Coty Inc. (COTY) — A Turnaround Story in the Beauty Industry

About the Company

Coty is one of the world’s largest beauty and fragrance companies. Founded in 1904 and headquartered in New York, Coty owns a broad portfolio including mass-market brands (CoverGirl, Max Factor, Rimmel) and licensed luxury lines (Gucci, Burberry, Hugo Boss, Marc Jacobs). The company operates in two main segments: Consumer Beauty and Prestige.

Financial Overview

• Revenue (FY25): $5.9B (–2% YoY)
• EBITDA (FY25): ~$853M
• FY26 Outlook: EBITDA > $1B
• Net Income: –$381M (loss)
• Free Cash Flow: consistently positive, >$400M per year
• Market Cap: ~$3.4B
• Enterprise Value: ~$7.8B (high debt load)
• P/S: 0.58 (cheap vs. sales)
• Forward P/E: 7.5 (profit expected soon)
• P/B: ~1 (shares trade near book value)

The Core Paradox

Despite reporting GAAP losses, Coty generates strong Free Cash Flow. This allows the company to pay down debt and invest in growth without relying on new equity issuance.

Risks and Dilution

In the past, Coty diluted shareholders through secondary offerings, which explains the large float (~872M shares) and the long decline in stock price. Today, however, the risk of further dilution is low: Coty funds debt repayments via FCF, while insiders own over 57% of the shares and are aligned with investors. The main risk remains high leverage (Debt/Equity ~2.4).

News and Strategic Plans

All-in to Win program: cost savings, margin expansion, additional ~$130M targeted savings.
• Focus on luxury fragrances and Gen Z-oriented products (mists, emotion-driven scents).
• Shifting part of production to the U.S. to mitigate tariffs and strengthen supply chains.
• Exploring potential divestitures of certain brands to sharpen focus on core profitability.
• Management outlook: sales to return to growth in 2H FY26, EBITDA > $1B.

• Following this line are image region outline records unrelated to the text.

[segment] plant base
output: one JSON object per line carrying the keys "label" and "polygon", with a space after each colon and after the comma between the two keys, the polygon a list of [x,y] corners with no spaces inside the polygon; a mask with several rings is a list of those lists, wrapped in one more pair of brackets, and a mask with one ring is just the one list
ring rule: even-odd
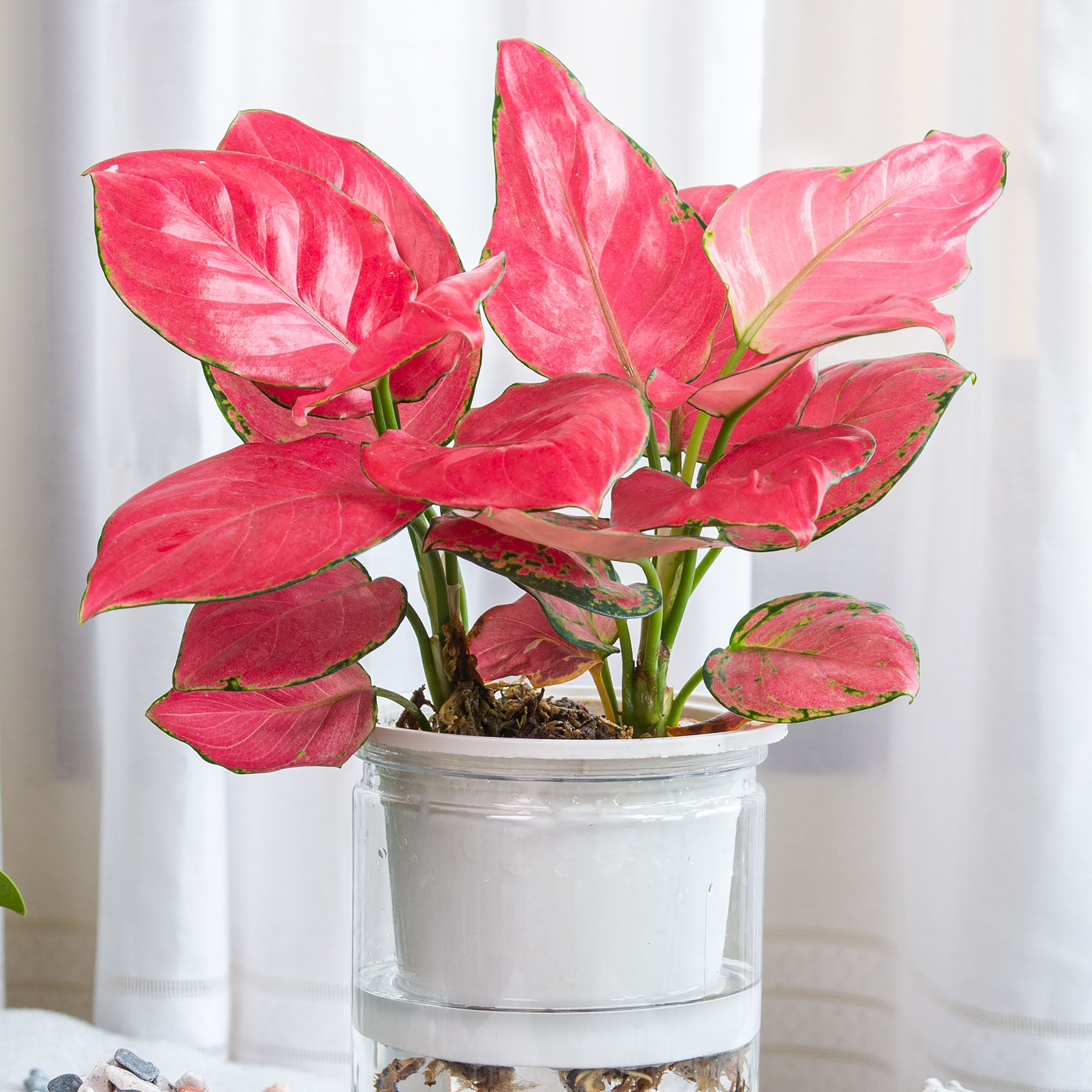
{"label": "plant base", "polygon": [[356,1092],[758,1092],[758,1041],[738,1051],[639,1069],[475,1066],[375,1045]]}

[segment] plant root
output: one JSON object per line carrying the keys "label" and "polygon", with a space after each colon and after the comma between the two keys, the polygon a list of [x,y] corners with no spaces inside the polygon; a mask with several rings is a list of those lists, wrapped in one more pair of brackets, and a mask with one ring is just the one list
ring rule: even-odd
{"label": "plant root", "polygon": [[[443,627],[443,666],[454,689],[430,717],[434,732],[517,739],[629,739],[633,735],[632,728],[598,716],[570,698],[547,696],[525,681],[485,684],[456,621]],[[411,700],[418,709],[429,704],[424,687]],[[397,726],[420,727],[408,710]]]}
{"label": "plant root", "polygon": [[[745,1077],[748,1048],[726,1051],[704,1058],[688,1058],[666,1066],[641,1069],[559,1069],[555,1070],[567,1092],[657,1092],[667,1073],[675,1073],[691,1084],[695,1092],[749,1092]],[[425,1084],[449,1073],[464,1089],[473,1092],[529,1092],[533,1084],[519,1080],[509,1066],[471,1066],[440,1058],[395,1058],[376,1077],[376,1092],[401,1092],[401,1081],[423,1072]]]}

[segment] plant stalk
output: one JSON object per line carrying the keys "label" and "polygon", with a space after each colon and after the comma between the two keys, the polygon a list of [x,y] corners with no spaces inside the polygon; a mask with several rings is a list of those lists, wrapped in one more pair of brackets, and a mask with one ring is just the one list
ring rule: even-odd
{"label": "plant stalk", "polygon": [[408,710],[422,732],[432,731],[432,725],[429,724],[424,710],[422,710],[418,705],[415,705],[408,698],[403,698],[402,695],[395,693],[393,690],[384,690],[381,686],[376,687],[376,693],[379,695],[380,698],[385,698],[388,701],[396,702],[403,709]]}

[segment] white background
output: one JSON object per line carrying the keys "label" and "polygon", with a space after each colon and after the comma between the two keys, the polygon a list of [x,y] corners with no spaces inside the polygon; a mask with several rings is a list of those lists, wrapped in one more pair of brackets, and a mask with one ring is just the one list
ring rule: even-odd
{"label": "white background", "polygon": [[[194,363],[106,285],[80,171],[281,109],[392,163],[473,264],[495,43],[517,35],[680,187],[857,163],[931,128],[1012,150],[951,300],[977,385],[878,509],[758,558],[752,590],[746,557],[714,568],[677,660],[722,644],[749,597],[807,587],[887,602],[923,650],[913,707],[793,729],[764,768],[763,1088],[1092,1089],[1081,0],[0,5],[0,758],[5,867],[32,907],[8,922],[10,1004],[344,1072],[352,763],[232,778],[156,732],[143,711],[185,607],[75,628],[105,517],[234,439]],[[940,348],[869,341],[838,355]],[[521,370],[487,343],[479,400]],[[391,545],[368,563],[408,575]],[[473,589],[480,607],[498,591]],[[368,666],[408,687],[412,652]]]}

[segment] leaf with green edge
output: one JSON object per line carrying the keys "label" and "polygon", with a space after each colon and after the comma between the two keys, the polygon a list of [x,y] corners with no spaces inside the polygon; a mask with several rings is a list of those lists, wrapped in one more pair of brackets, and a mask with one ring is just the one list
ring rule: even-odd
{"label": "leaf with green edge", "polygon": [[455,554],[529,591],[546,592],[612,618],[642,618],[661,605],[654,587],[624,584],[609,561],[538,546],[451,512],[432,523],[424,548]]}
{"label": "leaf with green edge", "polygon": [[376,726],[376,691],[351,664],[275,690],[170,690],[145,714],[205,761],[235,773],[344,765]]}
{"label": "leaf with green edge", "polygon": [[149,486],[106,521],[81,620],[272,591],[389,538],[425,506],[373,486],[358,451],[333,436],[245,443]]}
{"label": "leaf with green edge", "polygon": [[535,587],[529,587],[527,592],[538,601],[538,606],[558,636],[570,644],[578,649],[602,652],[604,655],[618,651],[614,645],[618,636],[618,624],[614,618],[597,615]]}
{"label": "leaf with green edge", "polygon": [[[931,300],[966,276],[966,233],[1000,195],[992,136],[931,132],[858,167],[774,170],[705,232],[739,344],[784,355],[910,325],[954,329]],[[786,226],[788,229],[786,229]]]}
{"label": "leaf with green edge", "polygon": [[168,150],[87,174],[114,290],[183,353],[247,379],[328,383],[416,295],[382,221],[288,164]]}
{"label": "leaf with green edge", "polygon": [[12,878],[2,871],[0,871],[0,907],[24,916],[26,914],[26,903],[23,902],[23,895],[20,894]]}
{"label": "leaf with green edge", "polygon": [[310,682],[378,649],[406,613],[406,590],[341,561],[287,587],[199,603],[175,665],[176,690],[270,690]]}
{"label": "leaf with green edge", "polygon": [[544,376],[609,372],[642,385],[709,359],[724,285],[702,222],[652,157],[530,41],[501,41],[494,110],[497,204],[484,253],[509,271],[485,311]]}
{"label": "leaf with green edge", "polygon": [[486,610],[471,629],[468,644],[486,682],[523,675],[532,686],[556,686],[603,662],[603,653],[561,637],[530,594]]}
{"label": "leaf with green edge", "polygon": [[361,452],[376,485],[460,509],[598,511],[644,450],[649,412],[613,376],[513,383],[459,423],[453,447],[384,432]]}
{"label": "leaf with green edge", "polygon": [[699,538],[697,535],[642,535],[640,532],[619,531],[609,520],[566,515],[563,512],[523,512],[515,508],[494,511],[487,508],[471,519],[517,539],[610,561],[636,561],[688,549],[720,549],[726,545],[715,538]]}
{"label": "leaf with green edge", "polygon": [[612,520],[627,531],[712,524],[733,544],[790,534],[803,548],[828,488],[859,471],[874,448],[868,432],[850,425],[782,428],[733,448],[698,488],[642,467],[614,487]]}
{"label": "leaf with green edge", "polygon": [[710,693],[731,712],[782,723],[913,698],[917,675],[917,645],[891,612],[838,592],[755,607],[702,669]]}
{"label": "leaf with green edge", "polygon": [[[419,440],[447,443],[470,407],[482,364],[482,352],[472,348],[465,339],[461,339],[461,345],[454,368],[424,399],[399,404],[402,429]],[[222,368],[205,365],[204,373],[224,419],[247,443],[286,443],[320,435],[340,436],[354,443],[370,443],[379,436],[371,417],[330,417],[323,416],[321,410],[300,428],[292,419],[292,403],[305,393],[301,388],[285,388],[278,390],[276,396],[270,396],[257,383]],[[371,396],[365,396],[370,407]],[[333,404],[331,402],[327,406]]]}
{"label": "leaf with green edge", "polygon": [[[876,438],[876,452],[864,470],[827,490],[816,517],[816,538],[829,535],[887,496],[921,454],[969,378],[971,372],[951,357],[935,353],[851,360],[819,373],[815,393],[800,414],[802,427],[852,425],[867,429]],[[780,532],[739,532],[732,541],[743,549],[759,551],[796,545]]]}

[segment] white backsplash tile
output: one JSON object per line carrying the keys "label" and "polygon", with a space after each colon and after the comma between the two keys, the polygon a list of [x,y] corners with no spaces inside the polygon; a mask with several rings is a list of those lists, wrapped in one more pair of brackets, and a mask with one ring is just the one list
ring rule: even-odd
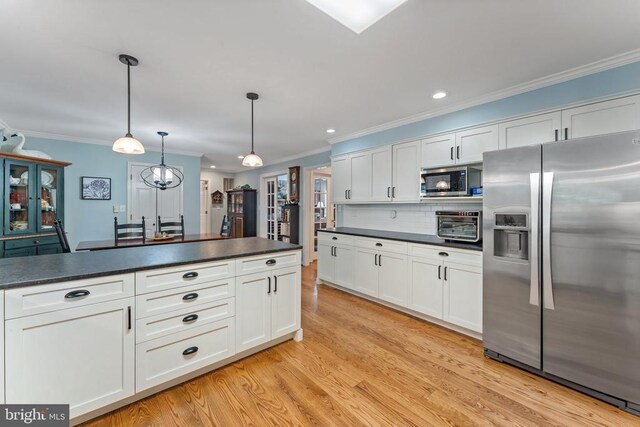
{"label": "white backsplash tile", "polygon": [[343,205],[339,227],[436,234],[436,211],[482,210],[482,203]]}

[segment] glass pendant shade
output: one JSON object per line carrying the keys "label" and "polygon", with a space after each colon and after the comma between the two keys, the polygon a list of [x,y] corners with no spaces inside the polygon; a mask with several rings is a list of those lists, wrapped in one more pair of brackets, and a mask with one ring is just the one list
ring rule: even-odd
{"label": "glass pendant shade", "polygon": [[244,156],[244,159],[242,159],[242,166],[249,166],[254,168],[262,166],[262,159],[252,151],[251,154]]}
{"label": "glass pendant shade", "polygon": [[118,138],[113,143],[113,151],[123,154],[144,154],[144,147],[131,135]]}

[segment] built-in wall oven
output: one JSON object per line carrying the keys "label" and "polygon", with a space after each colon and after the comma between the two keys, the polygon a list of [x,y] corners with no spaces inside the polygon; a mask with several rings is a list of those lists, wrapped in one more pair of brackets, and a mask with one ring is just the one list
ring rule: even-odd
{"label": "built-in wall oven", "polygon": [[445,240],[482,240],[482,213],[479,211],[436,211],[437,236]]}
{"label": "built-in wall oven", "polygon": [[469,196],[472,187],[482,185],[482,171],[473,166],[422,169],[421,197]]}

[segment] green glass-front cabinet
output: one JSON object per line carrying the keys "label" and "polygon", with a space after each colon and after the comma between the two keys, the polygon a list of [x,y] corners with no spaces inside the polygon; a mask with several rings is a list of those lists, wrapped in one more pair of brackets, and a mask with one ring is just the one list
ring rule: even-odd
{"label": "green glass-front cabinet", "polygon": [[64,221],[64,167],[69,163],[0,153],[0,164],[0,256],[60,252],[53,222]]}

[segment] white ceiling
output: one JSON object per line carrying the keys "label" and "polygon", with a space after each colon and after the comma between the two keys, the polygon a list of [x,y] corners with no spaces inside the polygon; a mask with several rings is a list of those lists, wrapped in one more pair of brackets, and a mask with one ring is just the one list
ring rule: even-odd
{"label": "white ceiling", "polygon": [[[0,120],[239,170],[640,47],[637,0],[409,0],[357,35],[304,0],[2,0]],[[435,101],[431,95],[446,90]],[[28,145],[28,144],[27,144]]]}

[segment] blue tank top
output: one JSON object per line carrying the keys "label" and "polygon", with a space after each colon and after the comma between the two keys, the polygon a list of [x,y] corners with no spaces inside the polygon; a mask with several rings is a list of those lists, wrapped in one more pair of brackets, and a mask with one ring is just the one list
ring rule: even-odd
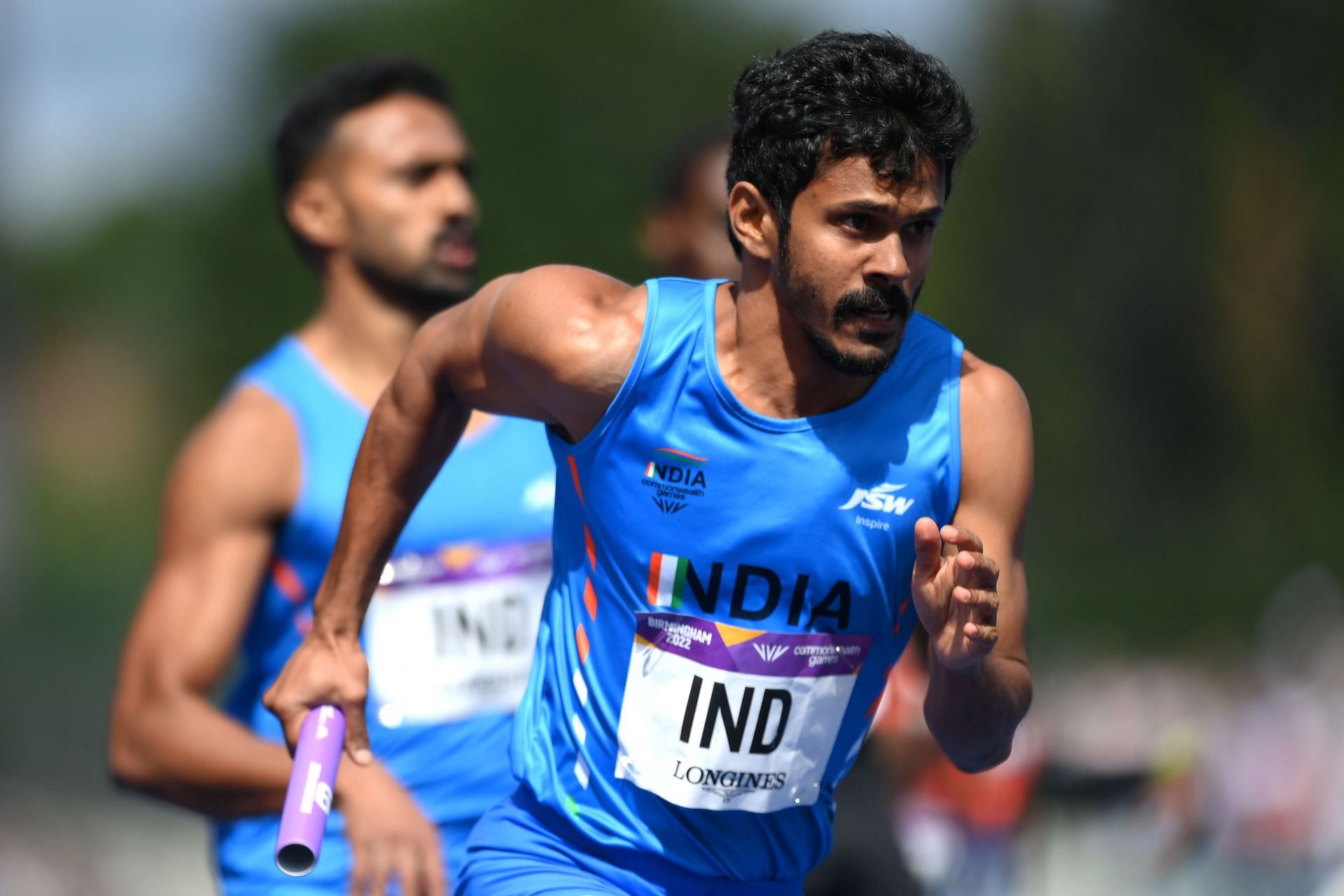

Leadership and Management Changes

CEO Sue Nabi continues to lead the turnaround strategy with emphasis on luxury and digitalization. Recent executive reshuffles strengthened digital innovation (Jérôme Auvinet), operational efficiency (Stéphane Delbos), and supply chain (Fatima Zahri), as part of the company’s transformation agenda.

Market Sentiment and Investor Behavior

After FY25 results, Coty’s stock plunged ~20% as retail investors sold off heavily. However, option flow data shows institutions buying aggressively at the $3.8–4.0 level, selling puts and creating bullish pressure. This reflects a classic transfer of shares from “weak hands” to “strong hands.”

Technical Levels to Watch

• Support: ~$3.8–4.0
• First target: $6 (partial profit-taking zone)
• Second target: $7.5–8
• Bull case: $10+ if recovery and deleveraging accelerate

Conclusion

Coty represents a turnaround opportunity: weak on paper (losses, sales decline), but fundamentally supported by strong FCF, powerful brands, and high insider ownership. Currently, the stock trades near book value with institutions accumulating while retail exits. This creates a speculative opportunity: buy near the bottom, take partial profits on the way up, and hold the remainder as a long-term “free ride.”